La dite manière noire de travailler sur cuivre est l’art de passer sur le cuivre poli, de grainer la plaque, d’écraser le grain et de polir, à l’aide d’instruments aiguisés et pointus en acier ou en fer [ajout dans l’édition latine de 1683 ; et ceux qui sont en relief sont une seconde fois polis] : alors ainsi, grâce à la dureté de l’outil, une image ou une figure sera gravée dans le cuivre tendre. Ce travail produit environ cinquante à soixante impressions propres, mais ensuite cela s’use vite, parce que ce n’est pas profondément gravé dans le cuivre. Elle n’est pas considérée comme un grand art, et elle est seulement un exercice délicat.17
7La présentation de cette technique par le théoricien allemand est sommaire ; et s’il définit le caractère propre à ce type de gravure, à savoir le grainage, il ne mentionne pas cependant l’utilisation de l’instrument essentiel, le berceau. L’allusion à des passages successifs du berceau et du brunissoir que Bosse décrit avec précision n’apparaît que dans l’édition de 168318. Ce n’est donc pas un savoir-faire, qu’il ne maîtrisait sans doute pas, que Sandrart propose. Et ces approximations ne révèlent pas une différence de pratique de la technique entre la France et l’Allemagne, mais simplement un intérêt plus grand de Sandrart pour l’effet produit. Cela correspond d’ailleurs bien à sa conception de la théorie de l’art qui est d’expliquer la pratique pour permettre de comprendre la structure interne de l’œuvre d’art19.
Statut et fonction de la gravure
8S’il est évident que Bosse dans son Traité présente la manière dont lui-même se sert, il n’en va pas de même pour Sandrart. À l’intérieur d’un cadre général issu du modèle vasarien auquel il fait constamment référence, il utilise la gravure pour définir le statut du graveur comme celui d’un artiste et non plus d’un artisan. C’est ainsi que la gravure sur bois et la manière noire sont traitées dans les chapitres théoriques concernant la peinture20. Même s’il fait le rapprochement entre la gravure sur bois et l’imprimerie, celle-ci ne se limite pas à une technique d’artisan, car elle requiert la main d’un bon dessinateur :
Ce travail se fait sur une planche de poirier, d’abord avec la plume puis par le graveur : celui-ci, avec des instruments délicats enlève sur la planche tout le bois qui se trouve en trop de sorte que seul ce qui a été tracé à la main reste en relief et subsiste.21
9Sa position est analogue concernant la manière noire. Bien qu’il insiste sur le fait que ce n’est pas « un grand art, seulement un exercice délicat », il souligne cependant que « tout le travail réside dans le dessin : pour celui qui le possède dans la main et la raison, cette science et les autres de la sorte ne sont qu’un jeu ». Ce n’est donc jamais la technique qui est louée mais l’art du dessin.

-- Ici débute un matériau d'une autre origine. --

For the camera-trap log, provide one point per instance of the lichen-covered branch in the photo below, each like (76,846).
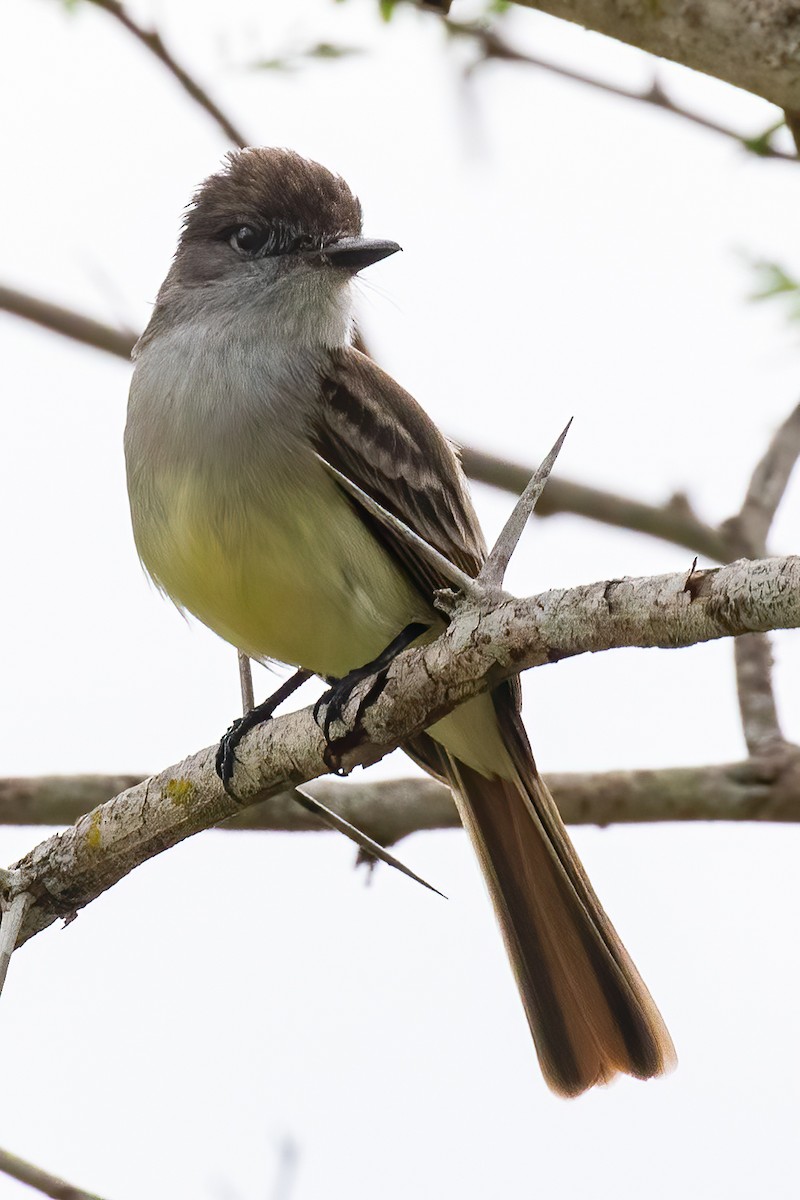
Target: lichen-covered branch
(390,810)
(750,43)
(479,648)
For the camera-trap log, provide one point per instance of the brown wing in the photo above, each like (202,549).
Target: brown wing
(377,436)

10De même c’est la qualité de dessinateur du graveur sur cuivre qui est mise en avant. Il s’inscrit alors dans la tradition courante encore au XVIIe siècle qui fait du dessin le père des trois arts22. Cette approche de la gravure comme un art exécuté par un artiste justifie, pour lui, le rejet d’une description trop technique qui présente, comme le fait Bosse, la gravure d’un point de vue de praticien artisan. Cela explique qu’il passe sous silence les aspects de l’exécution des gravures qui touchent à l’impression, au tirage, aux qualités du papier et de l’encre. Il ne cherche pas à promouvoir une technique et ne vise pas à l’améliorer. Plus que la manière de faire, ce sont donc les qualités des œuvres qui sont mises en avant. Certes, il a pleinement conscience de la spécificité de la gravure et de son statut particulier d’œuvre multiple et de son rôle de transmission de modèles pour les peintres, et il fait entrer ces considérations dans ses réflexions.
11Il sait bien évidemment que peu d’épreuves, environ cinquante à soixante, peuvent être tirées, à cause de l’usure rapide du cuivre qui n’est pas profondément gravé dans la technique de la manière noire, mais ce n’est pas pour lui, comme pour Bosse, un obstacle à l’intérêt pour ce procédé. Au contraire, parce qu’elle permet des effets d’ombre et de lumière plus accentués, elle se rapproche le plus de l’effet pictural dans ce qu’il a de plus naturel. Si Sandrart montre l’intérêt de l’eau-forte par rapport au burin dans la possibilité de tirer un plus grand nombre d’exemplaires, cette constatation lui permet de montrer l’importance de la gravure dans la transmission des modèles tant pour l’étude et l’éducation des artistes que pour le plaisir des amateurs. Mais, en aucun cas, il ne se situe dans la perspective de la hiérarchie entre les deux techniques telle qu’elle est présentée par Bosse. Ainsi, bien qu’il suive souvent mot à mot la Préface du Traité de Bosse, et, qu’il reconnaisse l’intérêt de l’utilisation du vernis dur dont il attribue la paternité à Jacques Callot et à Bosse, il ne pense pas la technique de l’eau-forte en terme de comparaison, d’imitation, de contrefaçon et de dépassement du burin. De même il n’évoque aucune supériorité d’une technique par rapport à l’autre. Il ne considère pas que l’eau forte soit réservée aux peintres parce que plus facile que le burin qui est d’un statut supérieur. Certes il s’étend plus longuement sur la technique de l’eau forte, mais cela est essentiellement dû au fait qu’il cherche à en décrire la technique pour en faire comprendre l’effet alors que pour lui, le burin « si ce n’est la science du dessin, cet art ne comporte aucun secret particulier »23. S’il ne considère pas l’eau-forte comme supérieure au burin, il n’estime pas non plus que sa réalisation ultime soit, comme pour Bosse, l’imitation du burin. Même si Sandrart ne retient comme exemple dans son discours que les artistes cités par Bosse, à savoir Simon Frisius, Mattheus Merian, et Jacques Callot, ce n’est pas pour montrer, comme le fait le graveur français, que l’eau forte acquiert une qualité plus grande quand elle imite le burin, et il n’en tire pas de conclusion quant à l’évolution et au perfectionnement de cet art, il se contente de montrer la particularité et la qualité de leurs œuvres.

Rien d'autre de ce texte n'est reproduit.